Today’s prompt: “Write a music review that doesn’t refer to any other bands, musicians, or other genres, but can refer to anything else.”

“It’s like…” I held my hands raised, fingers crooked towards the opposite palms, in search of answers. It’s impossible to describe [insert-your-name-here]’s latest album, “Where It All Went Wrong,” in terms of other music. And without the ability to make hand gestures in writing, I’ll just have to do the best I can to capture this animalistic death wail in print.
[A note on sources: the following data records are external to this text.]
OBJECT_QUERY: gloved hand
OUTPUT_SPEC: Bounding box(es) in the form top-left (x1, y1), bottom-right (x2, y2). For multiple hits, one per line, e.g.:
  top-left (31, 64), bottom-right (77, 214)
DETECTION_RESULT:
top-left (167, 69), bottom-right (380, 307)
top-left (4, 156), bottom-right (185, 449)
The first single from the album, “On Pain of Death,” is like experiencing the stigmata. And then having the blood escaping from your palms set on fire by Adam X the X-Treme. And simultaneously feeling the self-doubt and shame of whether it’s okay to be destroyed by a ’90s superhero that was designed to be so cool and has since then fallen so far by the wayside with his backwards baseball cap and his numerous blades all over his uniform.

Track 3, “The Way of All Flesh,” sounds like the scrape of a shovel hitting a rock as someone digs your grave.

The fourth track, “Widow’s Weeds,” sounds like when a pipe breaks in your house and floods your basement and stains your carpets and infests your home with mold, except it’s happening in your soul.

No one speaks of track 6. No one.

Track 7, “Pale Rider,” feels like a monster’s massive, rough tongue licking up the length of your spine.

The next song on the album, “Dead And Gone,” is like watching a Scooby Doo villain fervently mopping his brow as the meddling kids apprehend the wrong person.

“The Way of All Flesh Part II,” track 9, sounds like when all of your internal organs start tingling.

The 11th song on the album, “Oh My God We’re All Going To Die and There’s No Way to Prevent It,” is a lovely mixture of a sort of wind-whipping-through-the-willows sound combined with the caterwauling of a mountain lion. Plus a really good drum solo and bass lick.

The final track, “The End of it All,” incorporates a deep, intense percussion that sounds as though it echoes deep within chambers of magma-rich portions of the Earth’s core. That fluid beat combines with guitar cords that hum as though they were traveling across a graveyard. And of course, the vocals – a shriek as piercing as the pitchfork that penatrated [insert-your-name-here’s] sternum as they were singing the track.

Oh, that last bit wasn’t a metaphor, just an interesting tidbit about the production process.